Totale schouderprothese

Er zijn 3 grote redenen om een schouderprothese te plaatsen:

Arthrose

Bij arthrose treedt er kraakbeenverlies op t.h.v. het schoudergewricht. Dit noemen we ook omarthrose. Indien alle andere behandelings-modaliteiten falen, kan men overgaan tot een schouderprothese. Hierbij worden zowel de kop als de pan aangepakt.

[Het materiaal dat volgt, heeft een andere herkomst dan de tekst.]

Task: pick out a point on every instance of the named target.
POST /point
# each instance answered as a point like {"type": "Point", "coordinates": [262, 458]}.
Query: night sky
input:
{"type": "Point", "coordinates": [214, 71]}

De kop wordt vervangen door een nieuwe kop, idem voor de schouderpan (glenoid).

Na de ingreep volgt een korte ziekenhuisopname (max. 3 dagen). Ondertussen worden de eerste revalidatie oefeningen reeds aangeleerd.

Er zijn geen speciale bandages noodzakelijk na deze ingreep. De bedoeling is om uw arm en schouder zo snel mogelijk terug te gebruiken.

Fractuur

Bij een onherstelbare fractuur is het schoudergewricht volledig beschadigd. Er kan met een operatie geen normaal gewricht meer gereconstrueerd worden. Aldus is het noodzakelijk om het gewricht te vervangen met een prothese. Afhankelijk van de toestand van de omliggende spieren wordt voor een klassieke schouderprothese gekozen of voor een "omgekeerde prothese" (reversed prosthesis). Deze laatste wordt gebruikt indien de rotatorcuff onvoldoende intact is om een nog goede mobiliteit te verzekeren.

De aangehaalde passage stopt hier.